After all, what good is a test if it’s not preparing you for a real-world event?
Whenever a user stops taking actions in order to think about their next move in an application, that translates to “client sleep time” in your user scenario — and it’s an incredibly important, yet often-forgotten function.
Sleep is Good for You (And Your Performance Tests)
It’s very important to think about how a user interacts with your application when scripting a performance test.
Sometimes a user needs to stop and read directions, a description or documentation. Or maybe you expect them to stop and admire the beauty of your app or the images on the page.
Whatever the case, you need to factor that sleep time into your tests when you expect several users to be doing that at the same time.
For the example below, we added sleep time in the flow of users going from our homepage to our pricing page.
In this example, we expect users to read the content on our homepage for an average of 30 seconds before taking a look at our pricing page. Of course, no two real users are the same, so we want the virtual users (VUs) in this test to stay on the homepage for anywhere between 20 and 40 seconds.
Remember, when it comes to pretty much everything in performance test scripting: Randomization is typically the way to go!
The Load Impact User Scenario Recorder
One of our most popular tools to create realistic user scenarios is the Load Impact User Scenario Recorder, a handy little Chrome extension people use to record live actions taken in their browser.
The recorder is a great tool to quickly create a user scenario that can be used in your load tests. But one thing people don’t always consider is their familiarity with their own applications when recording a scenario.
Think about it, you know your application and the desired user flow better than anybody. So, when you’re clicking around while using the recorder, it’s very likely you’re navigating faster than the average user — and that can be the difference between getting actionable result data and being misled by your own bias.

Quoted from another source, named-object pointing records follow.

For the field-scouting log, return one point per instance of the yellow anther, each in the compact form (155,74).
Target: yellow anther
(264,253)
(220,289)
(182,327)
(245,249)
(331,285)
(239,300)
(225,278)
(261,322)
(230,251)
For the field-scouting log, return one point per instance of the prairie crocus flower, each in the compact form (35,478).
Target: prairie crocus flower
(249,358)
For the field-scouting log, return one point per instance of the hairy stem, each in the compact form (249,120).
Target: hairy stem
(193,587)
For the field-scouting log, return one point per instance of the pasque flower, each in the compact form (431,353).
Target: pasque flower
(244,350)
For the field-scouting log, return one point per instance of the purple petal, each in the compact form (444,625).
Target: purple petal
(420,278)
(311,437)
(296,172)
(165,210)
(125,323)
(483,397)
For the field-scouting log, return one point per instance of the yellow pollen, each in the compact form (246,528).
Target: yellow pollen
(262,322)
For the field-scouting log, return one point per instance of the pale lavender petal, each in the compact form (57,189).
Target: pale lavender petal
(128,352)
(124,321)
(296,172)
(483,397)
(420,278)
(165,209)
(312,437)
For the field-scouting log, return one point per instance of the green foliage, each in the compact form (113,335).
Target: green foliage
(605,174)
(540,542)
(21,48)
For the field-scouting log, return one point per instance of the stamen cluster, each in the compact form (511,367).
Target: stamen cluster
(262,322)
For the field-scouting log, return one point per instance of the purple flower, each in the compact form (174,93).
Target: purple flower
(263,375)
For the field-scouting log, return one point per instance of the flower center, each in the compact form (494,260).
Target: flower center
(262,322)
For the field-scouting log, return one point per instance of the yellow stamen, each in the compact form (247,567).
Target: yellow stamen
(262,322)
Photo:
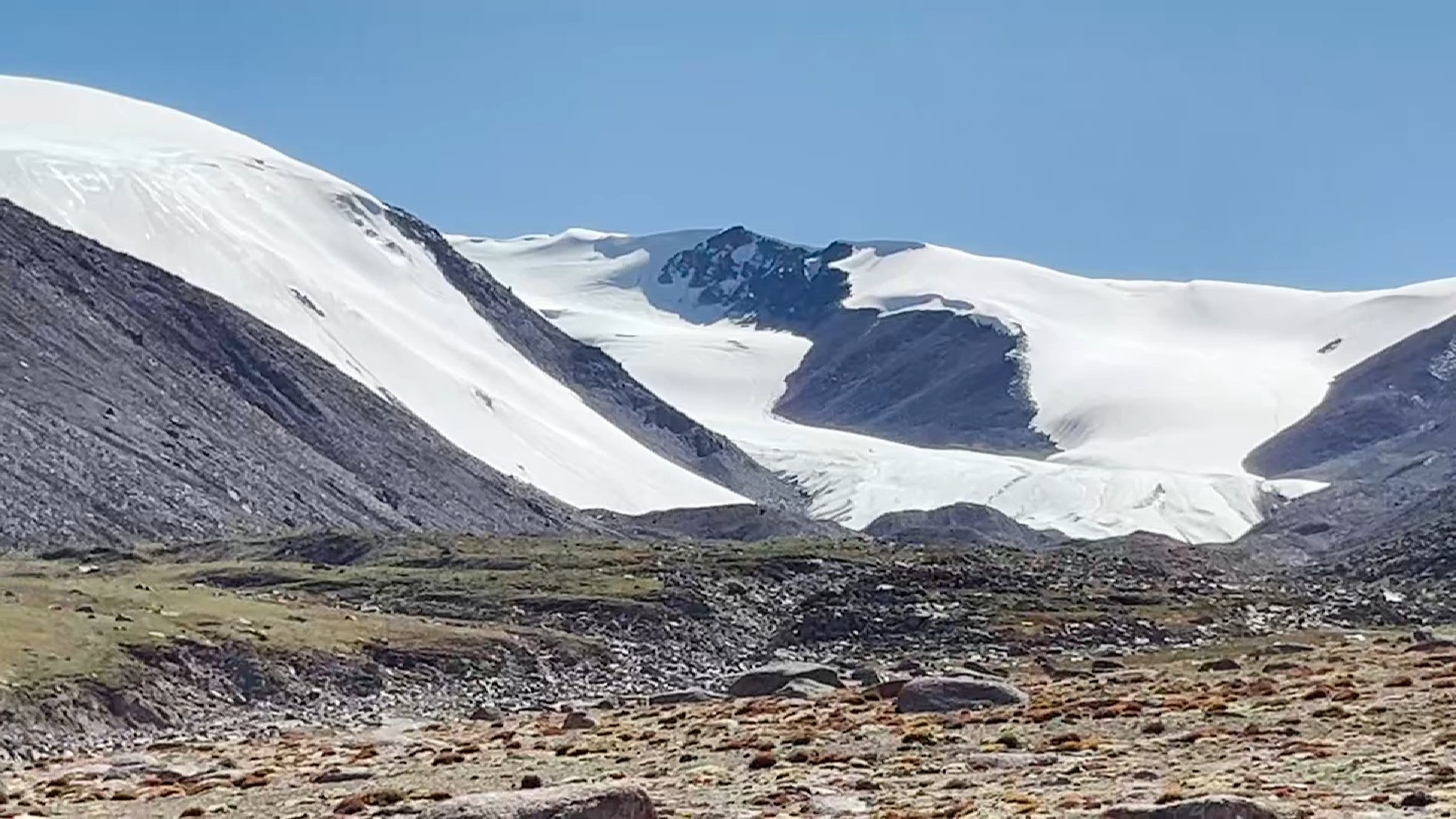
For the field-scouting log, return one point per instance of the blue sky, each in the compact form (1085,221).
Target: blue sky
(1296,142)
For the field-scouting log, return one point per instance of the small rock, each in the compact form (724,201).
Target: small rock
(568,802)
(577,720)
(1419,799)
(941,694)
(1220,665)
(890,689)
(805,689)
(1286,649)
(764,760)
(1200,808)
(343,776)
(682,697)
(837,805)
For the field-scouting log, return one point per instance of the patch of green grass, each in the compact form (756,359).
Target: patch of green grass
(57,623)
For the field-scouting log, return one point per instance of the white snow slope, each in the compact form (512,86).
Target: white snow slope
(1153,391)
(316,259)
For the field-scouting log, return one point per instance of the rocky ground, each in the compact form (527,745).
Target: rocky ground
(343,675)
(1318,725)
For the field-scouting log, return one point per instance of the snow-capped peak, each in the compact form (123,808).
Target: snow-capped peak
(1152,392)
(324,262)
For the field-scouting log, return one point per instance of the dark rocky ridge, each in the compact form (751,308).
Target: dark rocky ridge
(601,381)
(740,522)
(136,406)
(1379,414)
(1421,547)
(1383,436)
(925,378)
(770,283)
(960,525)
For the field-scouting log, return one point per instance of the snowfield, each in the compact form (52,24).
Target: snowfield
(1153,391)
(318,260)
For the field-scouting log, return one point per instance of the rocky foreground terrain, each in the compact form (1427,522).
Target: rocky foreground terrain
(325,675)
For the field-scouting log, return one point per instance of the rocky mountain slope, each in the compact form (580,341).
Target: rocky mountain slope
(889,376)
(136,406)
(366,287)
(1383,438)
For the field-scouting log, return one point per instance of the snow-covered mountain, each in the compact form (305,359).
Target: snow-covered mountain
(357,283)
(887,375)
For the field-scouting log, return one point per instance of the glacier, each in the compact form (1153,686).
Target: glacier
(1152,391)
(318,259)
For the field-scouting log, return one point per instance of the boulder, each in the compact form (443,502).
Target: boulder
(1200,808)
(943,694)
(770,678)
(805,689)
(568,802)
(682,697)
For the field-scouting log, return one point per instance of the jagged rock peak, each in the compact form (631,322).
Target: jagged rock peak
(746,276)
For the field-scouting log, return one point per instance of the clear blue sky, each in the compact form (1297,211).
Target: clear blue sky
(1301,142)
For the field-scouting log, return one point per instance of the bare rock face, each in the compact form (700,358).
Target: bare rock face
(944,694)
(570,802)
(1200,808)
(134,406)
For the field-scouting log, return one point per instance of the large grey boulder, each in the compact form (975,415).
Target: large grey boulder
(770,678)
(1200,808)
(568,802)
(943,694)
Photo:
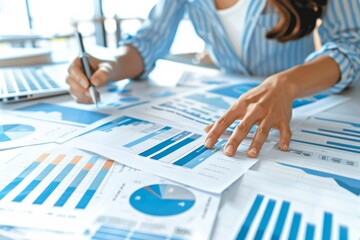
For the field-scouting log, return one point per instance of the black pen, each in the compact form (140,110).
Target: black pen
(86,67)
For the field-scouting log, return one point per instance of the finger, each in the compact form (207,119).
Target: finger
(100,76)
(219,127)
(209,127)
(260,137)
(240,133)
(76,71)
(285,136)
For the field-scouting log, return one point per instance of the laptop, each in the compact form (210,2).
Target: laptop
(38,81)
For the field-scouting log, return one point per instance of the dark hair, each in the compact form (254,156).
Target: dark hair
(297,18)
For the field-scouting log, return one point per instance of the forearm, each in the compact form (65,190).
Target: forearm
(311,78)
(128,64)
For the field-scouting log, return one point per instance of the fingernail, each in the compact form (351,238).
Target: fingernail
(82,84)
(208,142)
(95,82)
(229,150)
(253,151)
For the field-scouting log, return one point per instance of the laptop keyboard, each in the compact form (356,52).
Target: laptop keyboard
(25,80)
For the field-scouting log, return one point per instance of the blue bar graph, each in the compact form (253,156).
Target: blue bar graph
(281,220)
(344,132)
(343,233)
(343,145)
(327,226)
(250,218)
(11,186)
(330,135)
(202,157)
(350,184)
(85,200)
(284,225)
(164,144)
(351,130)
(34,183)
(295,224)
(357,125)
(112,233)
(76,182)
(55,183)
(175,147)
(265,219)
(146,137)
(310,232)
(194,158)
(121,121)
(326,146)
(69,114)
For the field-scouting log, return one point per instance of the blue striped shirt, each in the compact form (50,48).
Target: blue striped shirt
(339,33)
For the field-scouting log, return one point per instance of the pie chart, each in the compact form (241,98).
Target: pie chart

That’s where client sleep time comes in.
We automatically add some sleep time to each page based on the time our recorder sees you “idle” between pages, but you have complete control over the scripts you create, so make sure you go in and adjust client sleep time accordingly for every page in your test — after all, you will have the most insight into what your users are actually doing!
When it comes to planning the most realistic user scenarios, it’s always a good idea to not only think about what you expect your users to do in your app, but to go through your actual data.
Whether it’s looking at your server logs or checking out your most common behavior flow in Google Analytics, you likely have tools in place that show you what people are doing. From there, simply find the average time on page for each step, and add randomized sleep time as needed!
Adding sleep time to your load tests is another example of how knowing your users (and potential users) greatly informs your performance testing and can help produce actionable results.If there’s one thing a lot of the developers we know could use more of, it’s sleep. So, be kind to your user scenarios and give them that luxury!